The hair cells of the inner ear translate sounds into nerve signals. They are a key part of the apparatus that converts thuds, hums, swishes and voices into data that can be interpreted by the mammalian brain. But the delicate tufts of stereocilia — microscopic hairs that jut out from the surfaces of hair cells, giving them their fuzzy appearance and name — are vulnerable to loud noises, infections, drugs and ageing. Once damaged or destroyed, they are unable to regenerate spontaneously, and their loss leads to impaired hearing.

Although earlier experiments showed that a transcription factor called ATOH1 (also known as MATH1) controlled the expression of developmental genes to generate cells with the shape and characteristics of hair cells, no one knew if they were functional. But a team led by John Brigande, a developmental neurobiologist at the Oregon Health and Science University in Portland, has shown that in mouse embryos in utero, transferring the Atoh1 gene into cells that will become the cochlea creates additional working hair cells that form connections with nerve cells (see page 537). “A lot of people had done work on this gene, but no one had ever interrogated the behaviour of the cells, or done a direct recording of their properties,” says Brigande.

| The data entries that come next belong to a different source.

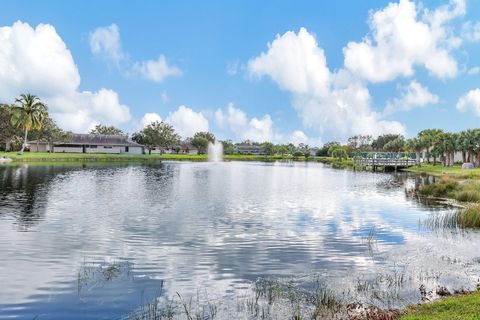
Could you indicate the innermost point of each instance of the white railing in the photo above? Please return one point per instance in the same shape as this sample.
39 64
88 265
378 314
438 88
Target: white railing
384 162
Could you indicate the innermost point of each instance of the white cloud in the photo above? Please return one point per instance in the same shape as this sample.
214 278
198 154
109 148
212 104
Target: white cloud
474 70
36 60
299 136
164 97
233 67
336 102
471 31
105 41
413 95
470 102
400 40
150 117
295 62
187 122
236 121
156 70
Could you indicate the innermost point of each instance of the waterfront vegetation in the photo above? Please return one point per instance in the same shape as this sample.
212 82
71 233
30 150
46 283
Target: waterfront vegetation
462 307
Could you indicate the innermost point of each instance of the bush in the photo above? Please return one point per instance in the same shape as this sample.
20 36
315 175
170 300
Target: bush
468 196
469 217
444 188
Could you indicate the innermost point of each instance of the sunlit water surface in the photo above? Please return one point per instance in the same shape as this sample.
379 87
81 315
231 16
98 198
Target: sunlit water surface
211 227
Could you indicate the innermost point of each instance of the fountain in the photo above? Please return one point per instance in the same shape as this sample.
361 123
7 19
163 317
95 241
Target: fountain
215 151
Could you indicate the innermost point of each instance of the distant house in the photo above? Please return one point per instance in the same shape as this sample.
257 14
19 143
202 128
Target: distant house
90 143
313 151
185 148
249 149
188 148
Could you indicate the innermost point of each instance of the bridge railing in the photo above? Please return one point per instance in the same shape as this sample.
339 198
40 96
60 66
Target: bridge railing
384 162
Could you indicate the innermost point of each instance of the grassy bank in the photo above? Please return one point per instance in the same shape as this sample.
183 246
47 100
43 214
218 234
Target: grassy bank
455 171
82 157
465 307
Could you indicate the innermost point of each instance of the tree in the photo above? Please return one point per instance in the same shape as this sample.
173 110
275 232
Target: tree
395 145
201 139
268 148
28 114
51 133
416 145
157 134
102 129
430 136
323 151
380 142
8 132
228 147
339 152
282 149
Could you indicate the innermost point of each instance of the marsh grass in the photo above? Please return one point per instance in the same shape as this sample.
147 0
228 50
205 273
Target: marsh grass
466 218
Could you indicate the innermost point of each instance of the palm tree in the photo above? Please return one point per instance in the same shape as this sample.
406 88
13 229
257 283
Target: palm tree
29 114
417 145
430 136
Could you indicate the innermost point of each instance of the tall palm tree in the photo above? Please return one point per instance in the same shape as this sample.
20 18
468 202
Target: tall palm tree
29 113
417 145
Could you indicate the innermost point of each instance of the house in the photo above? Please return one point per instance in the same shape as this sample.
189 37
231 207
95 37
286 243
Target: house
249 149
185 148
188 148
90 143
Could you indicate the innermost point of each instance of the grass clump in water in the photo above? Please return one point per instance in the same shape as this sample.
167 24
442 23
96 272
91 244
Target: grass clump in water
445 188
460 307
469 217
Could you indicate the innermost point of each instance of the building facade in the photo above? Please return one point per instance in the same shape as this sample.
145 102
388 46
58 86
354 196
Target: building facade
90 143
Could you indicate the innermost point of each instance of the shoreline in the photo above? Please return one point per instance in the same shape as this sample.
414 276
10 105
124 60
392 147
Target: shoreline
28 157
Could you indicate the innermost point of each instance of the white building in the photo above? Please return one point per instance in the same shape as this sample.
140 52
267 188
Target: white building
90 143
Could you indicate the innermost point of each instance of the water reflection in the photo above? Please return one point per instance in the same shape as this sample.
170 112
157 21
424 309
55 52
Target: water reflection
217 226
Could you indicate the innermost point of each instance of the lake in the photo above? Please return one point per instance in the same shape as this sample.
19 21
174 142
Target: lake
95 241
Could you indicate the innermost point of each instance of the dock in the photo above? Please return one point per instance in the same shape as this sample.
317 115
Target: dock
386 163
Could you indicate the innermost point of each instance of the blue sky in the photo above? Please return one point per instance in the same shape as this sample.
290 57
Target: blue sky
122 60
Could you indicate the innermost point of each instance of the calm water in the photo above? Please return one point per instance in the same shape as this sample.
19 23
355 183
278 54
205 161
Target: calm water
212 227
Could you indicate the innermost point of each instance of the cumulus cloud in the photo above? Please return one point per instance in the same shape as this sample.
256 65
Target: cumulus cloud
471 31
470 102
412 96
156 70
150 117
474 70
105 42
295 62
36 60
187 122
336 102
400 39
255 129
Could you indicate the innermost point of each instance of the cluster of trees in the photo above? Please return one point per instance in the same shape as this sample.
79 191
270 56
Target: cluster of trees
436 144
27 117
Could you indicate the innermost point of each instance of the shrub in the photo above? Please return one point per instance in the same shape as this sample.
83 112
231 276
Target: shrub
468 196
469 217
445 187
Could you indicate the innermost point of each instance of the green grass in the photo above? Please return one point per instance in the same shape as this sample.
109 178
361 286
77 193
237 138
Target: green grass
465 307
82 157
439 170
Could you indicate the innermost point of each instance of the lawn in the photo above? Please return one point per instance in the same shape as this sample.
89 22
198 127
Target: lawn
439 170
465 307
52 157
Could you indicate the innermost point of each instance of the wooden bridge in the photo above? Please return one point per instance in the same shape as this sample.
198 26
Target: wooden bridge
385 163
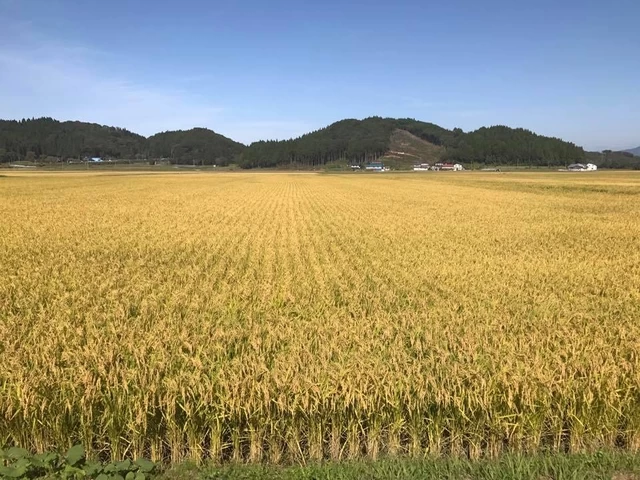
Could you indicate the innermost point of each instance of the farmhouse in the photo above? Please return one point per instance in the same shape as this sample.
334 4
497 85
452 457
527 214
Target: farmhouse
455 167
580 167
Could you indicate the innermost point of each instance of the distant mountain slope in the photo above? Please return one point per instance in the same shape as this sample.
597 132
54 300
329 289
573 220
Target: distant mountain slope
372 138
634 151
610 159
45 137
511 146
198 145
406 149
400 142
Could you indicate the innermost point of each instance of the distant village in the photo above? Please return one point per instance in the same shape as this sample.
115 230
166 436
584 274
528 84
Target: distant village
457 167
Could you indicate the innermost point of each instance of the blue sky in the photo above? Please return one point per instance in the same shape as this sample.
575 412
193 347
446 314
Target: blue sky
276 69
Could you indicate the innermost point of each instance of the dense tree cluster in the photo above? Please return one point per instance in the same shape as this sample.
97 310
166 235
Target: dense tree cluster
198 146
365 140
352 141
512 146
349 140
48 138
610 159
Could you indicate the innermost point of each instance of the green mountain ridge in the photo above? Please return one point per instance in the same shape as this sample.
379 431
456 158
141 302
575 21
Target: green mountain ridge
633 151
398 142
199 145
370 139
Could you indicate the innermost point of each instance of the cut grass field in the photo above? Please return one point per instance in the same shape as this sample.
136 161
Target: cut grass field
287 318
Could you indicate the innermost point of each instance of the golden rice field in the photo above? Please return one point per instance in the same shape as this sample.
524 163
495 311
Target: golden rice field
285 317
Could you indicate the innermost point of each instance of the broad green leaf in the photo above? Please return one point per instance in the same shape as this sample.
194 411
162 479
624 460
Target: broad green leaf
10 472
145 466
16 452
123 466
75 455
92 469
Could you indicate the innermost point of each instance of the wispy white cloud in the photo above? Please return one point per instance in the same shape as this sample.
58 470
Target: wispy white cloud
249 131
43 77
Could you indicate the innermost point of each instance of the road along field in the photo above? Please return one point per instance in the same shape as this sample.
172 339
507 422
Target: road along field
284 317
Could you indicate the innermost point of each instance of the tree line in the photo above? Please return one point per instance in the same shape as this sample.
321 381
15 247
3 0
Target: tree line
361 141
346 141
48 140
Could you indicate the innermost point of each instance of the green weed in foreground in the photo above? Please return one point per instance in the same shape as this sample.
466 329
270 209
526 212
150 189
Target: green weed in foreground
618 466
18 463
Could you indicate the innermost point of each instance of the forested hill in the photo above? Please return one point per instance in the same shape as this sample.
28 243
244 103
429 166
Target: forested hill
398 142
45 137
48 140
365 140
196 145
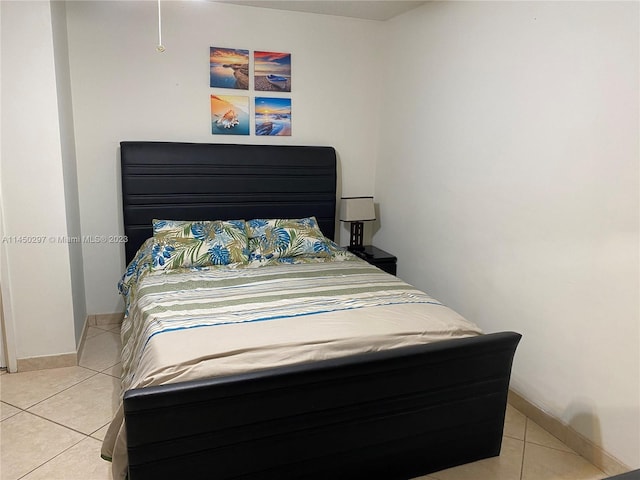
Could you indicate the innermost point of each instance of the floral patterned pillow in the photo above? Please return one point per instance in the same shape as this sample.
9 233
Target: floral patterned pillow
284 238
180 244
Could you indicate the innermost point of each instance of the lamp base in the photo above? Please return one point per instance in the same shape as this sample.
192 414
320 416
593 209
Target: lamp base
355 242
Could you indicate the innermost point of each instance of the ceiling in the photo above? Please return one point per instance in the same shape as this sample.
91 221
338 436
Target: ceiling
365 9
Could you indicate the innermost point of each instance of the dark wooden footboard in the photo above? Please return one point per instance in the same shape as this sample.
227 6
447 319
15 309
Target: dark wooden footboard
392 414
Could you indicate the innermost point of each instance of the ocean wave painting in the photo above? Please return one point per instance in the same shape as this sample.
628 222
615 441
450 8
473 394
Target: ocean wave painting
273 116
229 115
272 71
229 68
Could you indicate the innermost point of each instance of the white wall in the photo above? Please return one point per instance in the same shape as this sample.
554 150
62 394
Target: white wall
69 170
124 90
510 189
32 185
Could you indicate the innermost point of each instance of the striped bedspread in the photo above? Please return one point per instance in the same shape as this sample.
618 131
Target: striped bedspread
184 300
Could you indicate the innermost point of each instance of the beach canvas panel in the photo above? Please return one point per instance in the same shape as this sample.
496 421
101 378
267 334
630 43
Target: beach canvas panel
273 116
272 71
229 68
229 115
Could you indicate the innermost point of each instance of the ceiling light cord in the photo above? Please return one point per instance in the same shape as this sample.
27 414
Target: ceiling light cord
160 48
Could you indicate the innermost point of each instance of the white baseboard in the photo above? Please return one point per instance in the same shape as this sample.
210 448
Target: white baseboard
68 359
572 439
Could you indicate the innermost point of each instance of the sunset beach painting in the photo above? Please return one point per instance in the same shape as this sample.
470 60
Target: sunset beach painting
229 68
273 116
229 115
272 71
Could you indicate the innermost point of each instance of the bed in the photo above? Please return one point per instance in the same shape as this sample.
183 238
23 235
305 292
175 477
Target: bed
394 411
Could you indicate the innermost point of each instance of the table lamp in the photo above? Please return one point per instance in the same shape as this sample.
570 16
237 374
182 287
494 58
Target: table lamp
357 210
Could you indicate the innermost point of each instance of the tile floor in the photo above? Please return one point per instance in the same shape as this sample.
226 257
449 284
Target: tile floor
53 421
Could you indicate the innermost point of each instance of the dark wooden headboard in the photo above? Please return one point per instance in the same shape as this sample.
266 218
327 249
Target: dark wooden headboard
202 181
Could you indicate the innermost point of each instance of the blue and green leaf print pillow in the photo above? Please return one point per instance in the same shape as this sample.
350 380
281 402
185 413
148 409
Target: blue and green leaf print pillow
199 243
281 238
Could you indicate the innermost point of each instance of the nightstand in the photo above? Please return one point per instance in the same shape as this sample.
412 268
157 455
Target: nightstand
379 258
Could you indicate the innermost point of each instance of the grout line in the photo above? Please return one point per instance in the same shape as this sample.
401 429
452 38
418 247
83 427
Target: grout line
55 456
64 389
524 446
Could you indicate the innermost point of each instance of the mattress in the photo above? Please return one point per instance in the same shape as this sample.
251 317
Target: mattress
188 324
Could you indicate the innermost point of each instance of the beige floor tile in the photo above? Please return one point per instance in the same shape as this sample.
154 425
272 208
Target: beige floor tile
101 433
514 424
536 434
7 411
505 467
80 462
115 371
85 407
25 389
28 441
101 352
543 463
93 331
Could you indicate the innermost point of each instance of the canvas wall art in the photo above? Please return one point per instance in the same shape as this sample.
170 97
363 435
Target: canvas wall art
272 71
273 116
229 68
229 115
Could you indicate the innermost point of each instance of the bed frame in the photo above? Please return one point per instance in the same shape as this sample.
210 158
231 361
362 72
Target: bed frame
393 414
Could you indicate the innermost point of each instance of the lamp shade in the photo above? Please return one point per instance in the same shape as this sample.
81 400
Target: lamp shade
357 209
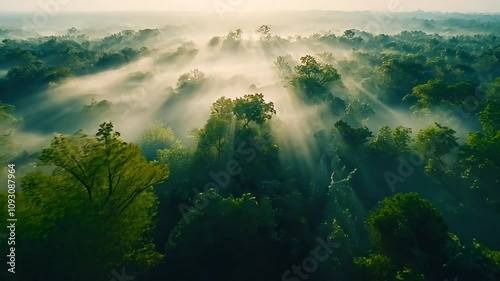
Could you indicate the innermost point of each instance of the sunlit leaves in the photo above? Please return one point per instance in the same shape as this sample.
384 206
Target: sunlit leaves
392 143
253 108
433 143
352 136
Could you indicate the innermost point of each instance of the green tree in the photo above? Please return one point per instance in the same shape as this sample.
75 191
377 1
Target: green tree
157 136
312 79
353 136
392 143
434 143
99 187
232 231
253 108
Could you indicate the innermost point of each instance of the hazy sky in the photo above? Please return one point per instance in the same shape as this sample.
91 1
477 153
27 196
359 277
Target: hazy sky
253 5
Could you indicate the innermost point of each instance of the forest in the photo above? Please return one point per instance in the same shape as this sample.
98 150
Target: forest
256 153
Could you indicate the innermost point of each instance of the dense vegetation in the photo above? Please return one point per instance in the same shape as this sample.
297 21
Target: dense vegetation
236 199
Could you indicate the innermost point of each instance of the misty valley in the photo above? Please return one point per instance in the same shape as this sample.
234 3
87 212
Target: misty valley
298 146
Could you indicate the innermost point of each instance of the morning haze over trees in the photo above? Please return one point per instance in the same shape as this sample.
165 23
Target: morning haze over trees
305 147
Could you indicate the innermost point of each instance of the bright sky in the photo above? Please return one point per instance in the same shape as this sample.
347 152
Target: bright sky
256 5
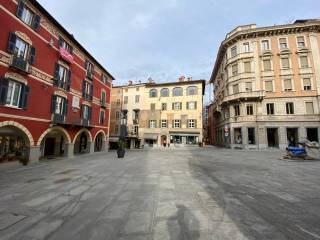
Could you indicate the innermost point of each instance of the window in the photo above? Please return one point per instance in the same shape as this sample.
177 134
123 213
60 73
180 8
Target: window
236 110
86 112
164 123
102 117
177 106
87 90
191 105
153 93
251 136
176 123
290 108
234 69
304 62
249 110
164 92
300 42
248 86
285 63
65 45
246 47
267 65
235 88
269 86
177 92
62 77
265 45
287 85
191 123
13 94
89 69
152 124
233 51
283 43
27 16
247 66
270 108
193 90
306 84
309 108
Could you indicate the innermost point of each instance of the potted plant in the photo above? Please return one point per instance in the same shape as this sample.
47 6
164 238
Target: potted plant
121 148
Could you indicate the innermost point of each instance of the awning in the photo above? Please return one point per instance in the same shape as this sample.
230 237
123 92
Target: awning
114 139
152 136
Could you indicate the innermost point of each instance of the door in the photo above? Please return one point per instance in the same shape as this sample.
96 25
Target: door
272 135
49 146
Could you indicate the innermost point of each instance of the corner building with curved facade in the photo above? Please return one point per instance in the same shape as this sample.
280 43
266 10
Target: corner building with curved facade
266 86
54 96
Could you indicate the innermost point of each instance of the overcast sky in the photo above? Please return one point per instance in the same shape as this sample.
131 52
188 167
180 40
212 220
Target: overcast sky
164 39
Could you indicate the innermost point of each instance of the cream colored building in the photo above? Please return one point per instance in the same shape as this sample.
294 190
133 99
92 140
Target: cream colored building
171 113
267 86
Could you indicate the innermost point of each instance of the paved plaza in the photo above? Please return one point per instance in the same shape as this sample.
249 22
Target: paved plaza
186 193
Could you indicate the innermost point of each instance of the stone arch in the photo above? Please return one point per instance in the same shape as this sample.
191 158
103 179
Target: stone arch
51 129
21 127
81 131
104 134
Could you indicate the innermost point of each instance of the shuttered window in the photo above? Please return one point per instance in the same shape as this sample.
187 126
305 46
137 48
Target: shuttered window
309 108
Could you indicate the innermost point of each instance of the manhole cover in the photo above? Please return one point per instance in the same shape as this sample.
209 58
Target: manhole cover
35 180
9 219
62 180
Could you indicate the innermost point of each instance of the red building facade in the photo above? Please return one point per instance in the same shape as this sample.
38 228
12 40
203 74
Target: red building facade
54 96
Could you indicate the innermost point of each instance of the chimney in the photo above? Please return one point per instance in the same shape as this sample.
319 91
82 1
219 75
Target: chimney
181 79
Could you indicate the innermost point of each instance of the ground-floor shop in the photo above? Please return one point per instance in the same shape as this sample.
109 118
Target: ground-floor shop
266 135
17 141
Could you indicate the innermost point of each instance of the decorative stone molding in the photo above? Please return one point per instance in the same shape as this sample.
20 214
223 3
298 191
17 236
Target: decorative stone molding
60 93
21 127
17 77
24 37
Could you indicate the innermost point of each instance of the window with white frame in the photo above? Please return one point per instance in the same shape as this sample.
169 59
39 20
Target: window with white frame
287 85
265 45
309 108
13 94
233 51
176 123
152 124
306 84
304 62
300 42
164 123
191 123
246 47
283 43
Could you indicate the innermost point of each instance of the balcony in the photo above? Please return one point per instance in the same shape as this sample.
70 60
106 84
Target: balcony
20 63
58 119
244 96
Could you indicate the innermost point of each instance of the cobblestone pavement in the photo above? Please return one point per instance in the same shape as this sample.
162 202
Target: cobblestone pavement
188 193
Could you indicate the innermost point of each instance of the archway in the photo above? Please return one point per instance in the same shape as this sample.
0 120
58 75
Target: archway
82 142
99 142
15 141
54 142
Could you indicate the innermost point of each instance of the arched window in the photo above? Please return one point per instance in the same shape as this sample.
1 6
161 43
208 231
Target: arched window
177 92
164 92
193 90
153 93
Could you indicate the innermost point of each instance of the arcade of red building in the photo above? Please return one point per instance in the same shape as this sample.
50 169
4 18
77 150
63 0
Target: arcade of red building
54 96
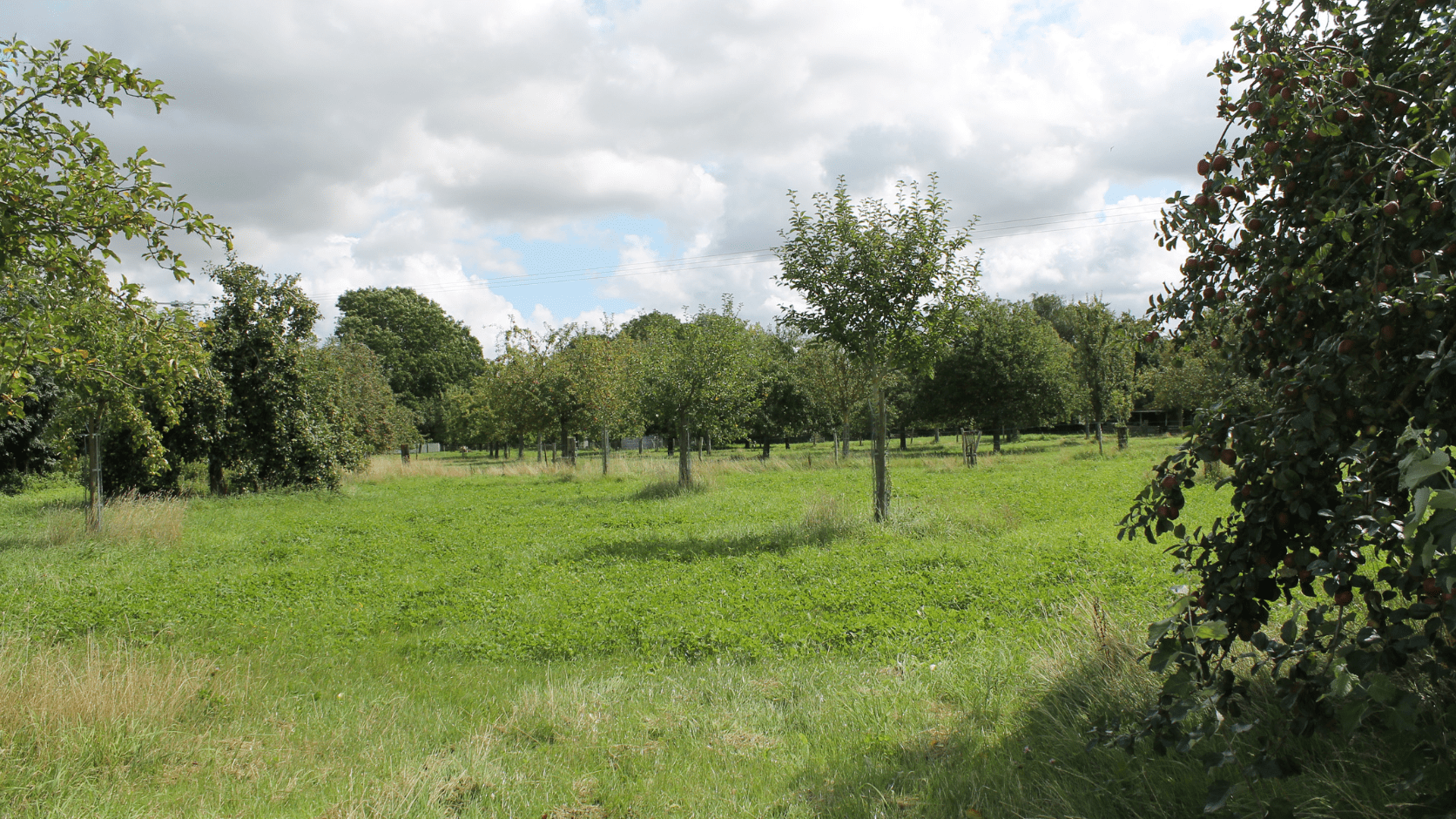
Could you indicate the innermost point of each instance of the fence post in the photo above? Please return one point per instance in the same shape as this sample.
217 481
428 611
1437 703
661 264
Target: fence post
93 503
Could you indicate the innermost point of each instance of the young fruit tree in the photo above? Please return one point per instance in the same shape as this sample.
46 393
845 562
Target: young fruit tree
699 376
64 200
1324 231
836 387
1007 368
1102 357
886 283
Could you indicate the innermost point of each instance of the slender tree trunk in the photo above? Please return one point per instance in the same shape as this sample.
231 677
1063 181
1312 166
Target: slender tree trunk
93 502
881 422
684 458
214 474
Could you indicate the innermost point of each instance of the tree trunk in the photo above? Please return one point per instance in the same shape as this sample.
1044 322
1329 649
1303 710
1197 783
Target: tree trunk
881 422
93 489
214 474
684 459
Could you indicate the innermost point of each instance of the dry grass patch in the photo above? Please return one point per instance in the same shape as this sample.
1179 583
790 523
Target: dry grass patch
125 519
66 687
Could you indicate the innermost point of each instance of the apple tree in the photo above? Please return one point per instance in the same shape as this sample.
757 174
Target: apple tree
1324 231
1007 368
701 376
64 201
886 283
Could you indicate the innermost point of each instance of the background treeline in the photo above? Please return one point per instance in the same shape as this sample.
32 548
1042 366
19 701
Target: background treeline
260 401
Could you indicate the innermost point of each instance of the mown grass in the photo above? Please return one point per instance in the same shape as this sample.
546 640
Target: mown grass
504 639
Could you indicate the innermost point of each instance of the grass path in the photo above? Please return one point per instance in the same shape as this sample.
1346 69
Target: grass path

The biggest challenge, he says, was convincing Anthony Ricci, a hair-cell biophysicist at Stanford University School of Medicine in California, to join him on the project. “It's not that easy to find a person with the skill set, drive and passion to pursue such a difficult question,” Brigande says.

Their first meeting might have been disastrous. Ricci entered Brigande's office wearing a New York Yankees baseball cap. “How could he come into the office of a Boston Red Sox fan wearing that?” Brigande jests. After chatting about this most bitter of baseball-team rivalries, Ricci agreed that the hair-cell study would be a unique opportunity to understand the functionality of the cells induced by ATOH1. Brigande says that he and Ricci are kindred spirits in the way they approach science. “We're both in the experimental trenches.”

Brigande has a progressive form of hearing loss in both ears that was detected at age ten. He became interested in studying hearing when he joined Donna Fekete's lab at Purdue University in Indiana for his postdoctoral training. At that point, he realized that his hearing loss had progressed to a point where he needed a supportive environment in which to continue his academic career. Fekete's hair-cell development lab and the field of hearing research offered just that.

Brigande, who describes himself as profoundly hard of hearing, admits that he has personal motivations for his work. But he says it is his deep fascination with mouse embryonic development that drives him. “Living with profound hearing loss does add some inspiration, but I didn't need the extra kick. Even as a student, I would wake up far too early in the morning and drift into the lab,” he says.

Now that Brigande and his colleagues have shown that Atoh1 gene transfer produces working hair cells, they plan to use mouse models of human deafness to answer the question of whether a gene-replacement strategy can restore hearing. “The questions that remain now rely on creativity, passion and hard work,” he says. “Such questions are not intractable any more, and that's exciting.”